La obra duró casi 20 años, costó la friolera de muchos miles de millones y acabó con la vida de
incontables presos políticos, encarcelados en el campo de concentración de Cuelgamuros, que
trabajaban como esclavos bajo el mortal frío de Guadarrama. ¿Cuántas bocas se hubieran
podido alimentar con el dinero empleado en la construcción de esa mole? ¿Cuántas viviendas,
escuelas y hospitales se hubieran podido construir?
En fin, el caso es que el dictador Francisco ordenó que a su muerte lo enterraran bajo aquella
cruz, junto con el señor que pasaba por allí y algunos de sus cómplices sublevados. Y allí están,
tan ricamente, a la diestra de su Dios Padre.

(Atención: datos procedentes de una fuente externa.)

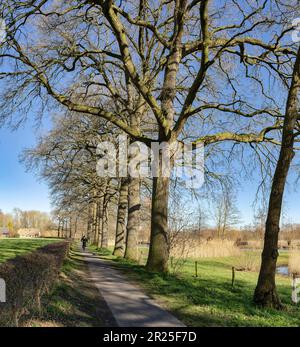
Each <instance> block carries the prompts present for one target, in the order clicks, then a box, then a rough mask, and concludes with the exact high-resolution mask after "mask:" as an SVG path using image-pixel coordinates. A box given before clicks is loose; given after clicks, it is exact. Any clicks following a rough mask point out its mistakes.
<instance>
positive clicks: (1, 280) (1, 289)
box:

Con ser malo todo esto, no es lo peor. Resulta que en esa infame fosa común también yacen
miles de personas que murieron o defendiendo la democracia (luchando contra los golpistas) o
víctimas de la sangrienta represión franquista. Allí abajo se funden los huesos (no las almas) de
víctimas y victimarios. Y todo bajo una inscripción humillante: «Caídos por Dios y por
España». ¿Cómo es posible? Pues mira, es posible porque parece ser que la catacumba les
quedó grande y no encontraban suficientes muertos de los suyos para llenar el antro. Así que
para completar fosas vanas y nichos huecos, el dictador, en un acceso de bonhomía, ordenó
meter allí a caídos republicanos, o sea, rojos. Ni cortos ni perezosos se pusieron a profanar
fosas en los pueblos, exhumaron sin ningún respeto los restos de miles de republicanos
fusilados y los trasladaron de forma clandestina a Cuelgamuros, sin informar siquiera a los
familiares. Y allí están, criando malvas y úlceras, forzados a acompañar por toda la eternidad al
culpable de su muerte. Y toda esa barbaridad –producto de los desvaríos de un tirano– la
estamos manteniendo, a día de hoy, todos nosotros con nuestros impuestos. ¡Qué gracia!, ¿no?
Es indignante para la memoria de los caídos y de España, que el golpista e inicuo dictador
Francisco siga enterrado junto a sus víctimas, con unas distinciones que le glorifican como
salvador de España por la Gracia de Dios. Maldita la gracia que tuvo Dios enviándonos a
semejantes salvadores.
¿Cuándo permitirán a los familiares de los muertos republicanos rescatar de allí a sus deudos y enterrarlos
dignamente y sin miedo, como y donde quieran? ¿Cuándo ese lugar dejará de ser el mausoleo honorífico
de los principales responsables de tanto sufrimiento? ¿Cuándo convertirán ese escenario en un lugar de
memoria, reflexión y docencia para que nunca más la fuerza de las armas, la barbarie de una guerra y la
perversidad de una dictadura nos amputen la Libertad? ¿Cuándo?